In the town, the population was spread out, with 29.1% under the age of 18, 6.3% from 18 to 24, 27.9% from 25 to 44, 25.4% from 45 to 64, and 11.2% who were 65 years of age or older. The median age was 37 years. For every 100 females, there were 100.5 males. For every 100 females age 18 and over, there were 99.2 males.

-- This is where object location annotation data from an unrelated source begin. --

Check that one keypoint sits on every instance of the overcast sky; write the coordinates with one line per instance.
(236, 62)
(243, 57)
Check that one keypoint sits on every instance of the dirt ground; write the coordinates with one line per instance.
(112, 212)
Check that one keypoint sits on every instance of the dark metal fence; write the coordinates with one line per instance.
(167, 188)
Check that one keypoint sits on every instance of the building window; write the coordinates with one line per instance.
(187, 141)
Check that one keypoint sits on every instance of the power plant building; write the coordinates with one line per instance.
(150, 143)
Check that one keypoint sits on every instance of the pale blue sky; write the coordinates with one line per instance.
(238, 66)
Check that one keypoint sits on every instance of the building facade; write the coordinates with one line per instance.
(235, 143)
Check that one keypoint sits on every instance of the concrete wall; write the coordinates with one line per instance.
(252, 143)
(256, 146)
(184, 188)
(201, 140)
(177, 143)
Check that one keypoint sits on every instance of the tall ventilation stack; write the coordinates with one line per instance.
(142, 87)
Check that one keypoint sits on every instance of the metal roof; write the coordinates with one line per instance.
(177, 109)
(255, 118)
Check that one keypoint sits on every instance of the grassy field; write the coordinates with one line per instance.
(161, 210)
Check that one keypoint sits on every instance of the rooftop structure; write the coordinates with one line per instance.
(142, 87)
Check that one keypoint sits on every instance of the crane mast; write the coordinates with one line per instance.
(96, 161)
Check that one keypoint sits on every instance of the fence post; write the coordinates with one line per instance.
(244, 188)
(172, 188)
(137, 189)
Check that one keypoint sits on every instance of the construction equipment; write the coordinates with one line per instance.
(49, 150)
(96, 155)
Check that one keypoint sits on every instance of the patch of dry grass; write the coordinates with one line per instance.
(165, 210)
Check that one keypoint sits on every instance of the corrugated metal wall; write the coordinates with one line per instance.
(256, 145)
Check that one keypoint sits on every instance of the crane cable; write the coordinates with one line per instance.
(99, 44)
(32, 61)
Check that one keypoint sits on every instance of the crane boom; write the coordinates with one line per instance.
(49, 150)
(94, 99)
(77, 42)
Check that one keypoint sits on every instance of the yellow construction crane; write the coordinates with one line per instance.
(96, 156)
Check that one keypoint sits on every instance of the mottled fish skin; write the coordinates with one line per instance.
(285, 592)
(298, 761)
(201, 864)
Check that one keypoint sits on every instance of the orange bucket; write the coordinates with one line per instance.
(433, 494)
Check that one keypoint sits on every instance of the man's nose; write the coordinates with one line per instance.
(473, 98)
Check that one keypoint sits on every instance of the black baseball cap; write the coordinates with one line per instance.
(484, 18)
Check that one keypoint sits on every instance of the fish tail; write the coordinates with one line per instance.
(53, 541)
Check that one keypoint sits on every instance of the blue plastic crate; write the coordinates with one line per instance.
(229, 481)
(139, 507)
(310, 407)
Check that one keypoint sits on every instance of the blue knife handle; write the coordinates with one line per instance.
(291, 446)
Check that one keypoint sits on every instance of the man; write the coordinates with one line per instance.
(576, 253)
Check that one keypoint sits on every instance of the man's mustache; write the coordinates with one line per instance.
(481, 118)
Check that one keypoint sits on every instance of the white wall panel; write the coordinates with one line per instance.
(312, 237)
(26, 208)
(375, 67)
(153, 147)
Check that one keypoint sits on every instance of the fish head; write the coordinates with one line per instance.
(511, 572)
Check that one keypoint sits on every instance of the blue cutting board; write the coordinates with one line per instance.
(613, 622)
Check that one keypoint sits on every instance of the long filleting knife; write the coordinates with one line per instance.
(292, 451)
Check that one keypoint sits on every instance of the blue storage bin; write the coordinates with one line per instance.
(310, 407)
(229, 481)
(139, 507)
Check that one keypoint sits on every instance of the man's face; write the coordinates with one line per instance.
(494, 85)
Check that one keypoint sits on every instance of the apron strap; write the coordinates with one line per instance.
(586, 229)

The median income for a household in the town was $35,208, and the median income for a family was $39,125. Males had a median income of $30,833 versus $22,083 for females. The per capita income for the town was $14,240. About 10.0% of families and 11.8% of the population were below the poverty line, including 14.7% of those under age 18 and 11.4% of those age 65 or over.

Historical population
| Census | Pop. | Note | %± |
| 1830 | 1,126 |  | — |
| 1840 | 1,655 |  | 47.0% |
| 1850 | 1,536 |  | −7.2% |
| 1860 | 1,514 |  | −1.4% |
| 1870 | 1,401 |  | −7.5% |
| 1880 | 1,446 |  | 3.2% |
| 1890 | 1,242 |  | −14.1% |
| 1900 | 1,206 |  | −2.9% |
| 1910 | 1,140 |  | −5.5% |
| 1920 | 961 |  | −15.7% |
| 1930 | 917 |  | −4.6% |
| 1940 | 877 |  | −4.4% |
| 1950 | 888 |  | 1.3% |
| 1960 | 969 |  | 9.1% |
| 1970 | 970 |  | 0.1% |
| 1980 | 1,061 |  | 9.4% |
| 1990 | 1,065 |  | 0.4% |
| 2000 | 1,121 |  | 5.3% |
| 2010 | 1,110 |  | −1.0% |
| 2020 | 1,053 |  | −5.1% |
| 2021 (est.) | 1,048 |  | −0.5% |
U.S. Decennial Census

== Communities and locations in Villenova ==
- Balcom – A hamlet on State Route 83.
- Balcom Corners – A hamlet east of Balcom at the junction of Routes 83 and 322.
- East Mud Lake – A small lake north of Wango.
- Hamlet – A hamlet on Route 83 in the southwest part of the town and west of Balcom hamlet.
- Skunks Corners – A hamlet at the east town line, east of Balcom hamlet.
- Town Corners – A location in the southwest corner of the town.
- Wango – A hamlet in the northern part of the town.
- West Branch Conewango Creek – A small stream in the eastern part of the town. Conewango Creek is a tributary of the Allegheny River in Pennsylvania.
- West Mud Lake – A small lake on the western town line near Route 83.
- Wrights Corners – A location north of Balcom hamlet.

==Notable people==
- Albert Cole Hopkins, U.S. Congressman from Pennsylvania, born in Villenova.
- Jarvis T. Wright (1830-1886), Wisconsin businessman and state legislator, was born in Villenova.
- Current New York State Republican Committee chairman Nick Langworthy lived in or near Villenova during high school.